Il caso dei possibili licenziamenti di più di quattrocento lavoratori della Whirlpool di Napoli ci offre, malauguratamente, la possibilità di imbastire un ragionamento che va oltre la vicenda sindacale in senso stretto. Naturalmente e preliminarmente bisogna esprimere solidarietà agli uomini e alle donne in carne ed ossa che si sono trovati da un giorno all’altro gettati nella disperazione, perché perdere il lavoro è una tragedia morale e materiale. Bisogna anche riconoscere che il sindacato ha reagito immediatamente e, una volta tanto anche il sistema dei media si è mobilitato.

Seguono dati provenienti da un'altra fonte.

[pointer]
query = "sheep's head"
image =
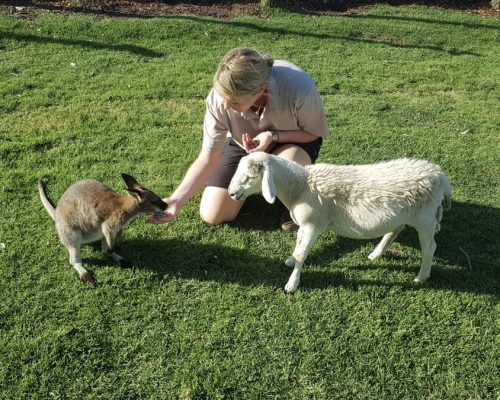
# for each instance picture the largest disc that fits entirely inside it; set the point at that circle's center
(253, 173)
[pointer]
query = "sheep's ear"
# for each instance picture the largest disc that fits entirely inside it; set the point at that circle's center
(268, 187)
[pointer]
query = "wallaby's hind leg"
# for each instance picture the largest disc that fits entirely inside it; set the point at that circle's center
(76, 262)
(108, 247)
(72, 241)
(385, 243)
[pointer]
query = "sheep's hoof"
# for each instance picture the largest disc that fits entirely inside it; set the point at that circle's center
(290, 262)
(374, 256)
(420, 280)
(291, 287)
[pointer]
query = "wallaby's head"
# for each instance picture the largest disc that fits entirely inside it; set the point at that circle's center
(147, 200)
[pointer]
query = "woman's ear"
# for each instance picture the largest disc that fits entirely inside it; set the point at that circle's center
(268, 187)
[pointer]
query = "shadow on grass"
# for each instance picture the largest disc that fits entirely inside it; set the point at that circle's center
(138, 50)
(356, 37)
(472, 227)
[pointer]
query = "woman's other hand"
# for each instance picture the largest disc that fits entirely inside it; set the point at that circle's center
(261, 142)
(166, 216)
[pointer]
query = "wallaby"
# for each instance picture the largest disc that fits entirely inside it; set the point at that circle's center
(89, 211)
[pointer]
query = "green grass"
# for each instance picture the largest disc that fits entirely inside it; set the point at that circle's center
(204, 315)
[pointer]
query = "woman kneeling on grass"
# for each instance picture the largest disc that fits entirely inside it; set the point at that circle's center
(262, 105)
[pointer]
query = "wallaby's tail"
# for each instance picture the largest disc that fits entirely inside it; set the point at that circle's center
(45, 201)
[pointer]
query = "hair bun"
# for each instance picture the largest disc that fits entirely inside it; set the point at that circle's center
(269, 60)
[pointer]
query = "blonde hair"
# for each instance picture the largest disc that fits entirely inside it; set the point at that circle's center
(242, 71)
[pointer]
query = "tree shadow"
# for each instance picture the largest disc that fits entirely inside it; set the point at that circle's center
(354, 37)
(472, 227)
(138, 50)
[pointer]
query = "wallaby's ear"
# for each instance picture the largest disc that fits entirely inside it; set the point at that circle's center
(131, 182)
(268, 187)
(137, 193)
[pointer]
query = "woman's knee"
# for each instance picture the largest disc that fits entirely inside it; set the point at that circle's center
(217, 207)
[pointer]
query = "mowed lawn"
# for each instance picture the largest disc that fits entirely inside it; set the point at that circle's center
(203, 315)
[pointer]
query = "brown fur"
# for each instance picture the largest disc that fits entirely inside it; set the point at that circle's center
(89, 211)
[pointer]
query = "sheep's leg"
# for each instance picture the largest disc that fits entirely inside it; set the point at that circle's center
(385, 243)
(290, 261)
(305, 239)
(108, 247)
(428, 246)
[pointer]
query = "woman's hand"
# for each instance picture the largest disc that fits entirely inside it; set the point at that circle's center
(167, 216)
(261, 142)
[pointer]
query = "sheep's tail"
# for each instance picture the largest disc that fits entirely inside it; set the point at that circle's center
(446, 192)
(446, 202)
(46, 202)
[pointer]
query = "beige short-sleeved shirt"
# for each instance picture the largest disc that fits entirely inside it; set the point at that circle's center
(293, 103)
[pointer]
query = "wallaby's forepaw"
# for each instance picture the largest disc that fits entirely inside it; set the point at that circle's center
(126, 264)
(88, 279)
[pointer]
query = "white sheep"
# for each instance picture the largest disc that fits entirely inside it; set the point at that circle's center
(356, 201)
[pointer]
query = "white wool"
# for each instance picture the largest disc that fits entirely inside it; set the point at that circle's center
(357, 201)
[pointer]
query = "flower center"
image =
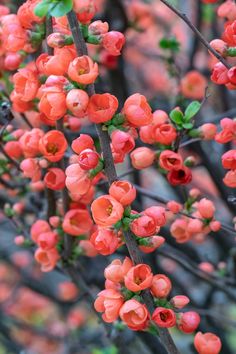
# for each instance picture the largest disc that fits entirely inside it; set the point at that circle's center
(52, 148)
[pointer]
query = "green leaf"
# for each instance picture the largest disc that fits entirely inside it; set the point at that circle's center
(170, 44)
(61, 8)
(192, 110)
(187, 125)
(42, 8)
(176, 116)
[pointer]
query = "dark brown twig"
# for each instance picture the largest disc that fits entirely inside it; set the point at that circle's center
(197, 33)
(112, 176)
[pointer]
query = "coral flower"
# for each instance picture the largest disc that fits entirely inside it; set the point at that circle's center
(105, 241)
(207, 343)
(77, 102)
(113, 42)
(55, 178)
(137, 110)
(164, 317)
(109, 302)
(53, 145)
(83, 70)
(47, 259)
(26, 84)
(170, 160)
(193, 85)
(106, 211)
(161, 285)
(138, 278)
(102, 107)
(135, 315)
(77, 222)
(117, 270)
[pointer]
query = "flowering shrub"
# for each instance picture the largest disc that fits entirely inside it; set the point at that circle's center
(65, 132)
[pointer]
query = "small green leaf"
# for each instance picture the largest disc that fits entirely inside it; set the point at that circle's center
(192, 110)
(61, 8)
(42, 8)
(176, 116)
(187, 125)
(170, 44)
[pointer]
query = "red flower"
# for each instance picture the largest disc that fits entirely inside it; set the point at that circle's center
(164, 317)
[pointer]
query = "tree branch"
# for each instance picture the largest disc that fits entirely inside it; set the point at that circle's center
(197, 33)
(110, 171)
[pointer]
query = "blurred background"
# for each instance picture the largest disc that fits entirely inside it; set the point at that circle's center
(44, 313)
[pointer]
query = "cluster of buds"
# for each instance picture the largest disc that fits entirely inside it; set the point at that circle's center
(113, 216)
(226, 47)
(197, 223)
(122, 298)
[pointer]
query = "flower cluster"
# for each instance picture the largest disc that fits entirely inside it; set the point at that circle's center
(53, 92)
(121, 298)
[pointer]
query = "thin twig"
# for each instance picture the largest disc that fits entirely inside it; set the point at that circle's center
(112, 176)
(197, 33)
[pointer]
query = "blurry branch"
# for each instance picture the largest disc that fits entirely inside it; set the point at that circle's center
(11, 322)
(14, 162)
(162, 200)
(49, 30)
(197, 33)
(110, 171)
(218, 316)
(50, 194)
(170, 253)
(198, 12)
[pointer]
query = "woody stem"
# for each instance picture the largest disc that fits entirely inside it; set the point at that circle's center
(197, 33)
(111, 174)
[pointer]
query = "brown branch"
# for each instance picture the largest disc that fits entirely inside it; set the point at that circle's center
(112, 176)
(197, 33)
(14, 162)
(68, 240)
(49, 30)
(164, 201)
(167, 251)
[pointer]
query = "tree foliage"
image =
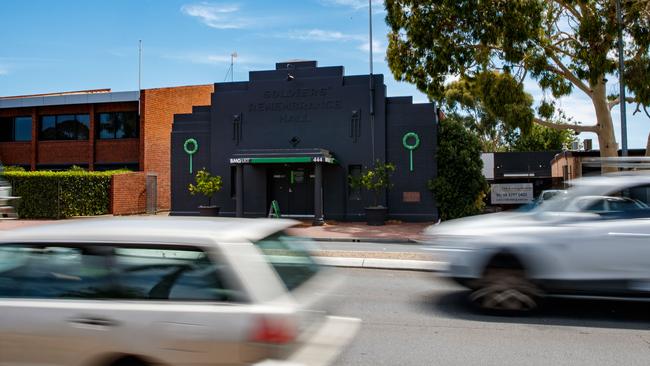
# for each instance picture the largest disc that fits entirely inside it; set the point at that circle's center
(206, 184)
(564, 45)
(375, 179)
(460, 186)
(499, 111)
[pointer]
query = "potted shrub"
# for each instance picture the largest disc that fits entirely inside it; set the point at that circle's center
(377, 181)
(207, 185)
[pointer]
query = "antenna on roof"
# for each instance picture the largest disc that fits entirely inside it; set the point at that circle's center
(231, 69)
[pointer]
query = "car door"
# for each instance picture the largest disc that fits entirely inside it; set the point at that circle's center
(48, 315)
(180, 298)
(67, 305)
(606, 255)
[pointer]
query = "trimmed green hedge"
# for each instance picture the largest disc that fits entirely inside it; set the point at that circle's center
(55, 195)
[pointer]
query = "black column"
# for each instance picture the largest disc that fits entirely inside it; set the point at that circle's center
(318, 195)
(239, 191)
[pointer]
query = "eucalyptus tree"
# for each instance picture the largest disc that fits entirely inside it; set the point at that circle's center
(565, 46)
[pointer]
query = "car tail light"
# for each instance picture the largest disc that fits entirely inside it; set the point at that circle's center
(273, 330)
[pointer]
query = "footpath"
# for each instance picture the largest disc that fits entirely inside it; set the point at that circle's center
(396, 245)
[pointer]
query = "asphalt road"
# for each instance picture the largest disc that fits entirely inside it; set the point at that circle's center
(372, 247)
(414, 318)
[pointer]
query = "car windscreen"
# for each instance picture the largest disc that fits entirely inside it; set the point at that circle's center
(289, 256)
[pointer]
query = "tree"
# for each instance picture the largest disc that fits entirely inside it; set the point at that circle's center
(496, 129)
(375, 180)
(460, 186)
(206, 185)
(564, 45)
(539, 138)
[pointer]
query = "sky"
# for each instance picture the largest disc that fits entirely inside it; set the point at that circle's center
(51, 46)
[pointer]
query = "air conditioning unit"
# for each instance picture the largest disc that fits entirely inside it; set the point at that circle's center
(575, 146)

Quest’ultima constatazione ci introduce nel ragionamento più ampio di cui dicevamo in premessa. Se si fa eccezione, infatti, di giaculatorie retoriche, nel nostro paese come in tanti altri, la questione del lavoro, delle condizioni dei lavoratori e quella, connessa, della crescente disoccupazione (e della cattiva occupazione), sono da troppi anni sparite dal discorso pubblico, quasi fossero delle questioni laterali da trattare con atteggiamento burocratico, convenzionale. In poche parole il dramma, perché tale è, della fine del lavoro tradizionale che sconvolge la vita quotidiana di milioni di persone e mette in discussione la stessa struttura politica e sociale del nostro mondo, quel dramma non suscitasse emozioni, sentimenti, di rabbia come di generosità.
Niente, il problema è l’immigrazione, il nemico è lo straniero (anche se non si vede o non dà particolari fastidi), i problemi sono la casta, il vitalizio di poche migliaia di persone, le persone normali che non dicono parolacce e provano a non vestirsi male. Come se alla desueta lotta di classe si fosse sostituita una lotta antropologica fra popolo ignorante quanto virtuoso e una esigua (e quasi inesistente) fastidiosa élite.
Paghiamo il conto di questo strabismo culturale prima ancora che politico innanzitutto con l’aver consegnato l’Italia al peggior governo della sua storia repubblicana. Pagano il conto gli inglesi con la catastrofe della brexit, rischia la democrazia americana e con essa l’intero mondo occidentale.
Penso che lo sforzo che tutti dovremmo compiere, media, partiti, uomini e donne di cultura, è di rompere l’assedio della demagogia non per proporre una sorta di pace augustea nella quale prosperi un pigro quieto vivere indifferente alle tragedie umane, ma per proporre un nuovo terreno di confronto e , forse, anche di scontro al centro del quale si collochi la questione del lavoro in stretta connessione con la rinascita della democrazia sempre più stanca e consumata.
Cambiare paradigma, modificare, come dicono gli analisti, l’agenda politica. Se il confronto politico rimarrà confinato all’interno di una lotta antropologica non è difficile immaginare che prima o poi si sfoci nella violenza. Se la vecchia lotta di classe si dovesse saldare, come in parte sta accadendo, con pulsioni razziste e campaniliste, la nostra stessa convivenza civile sarebbe messa in discussione. Proviamo a convertire la rabbia, l’odio e l’antipatia in sentimenti positivi. Se un’emozione ci deve attraversare proviamo a farci prendere da un sentimento di solidarietà e amicizia per chi rischia di perdere il lavoro.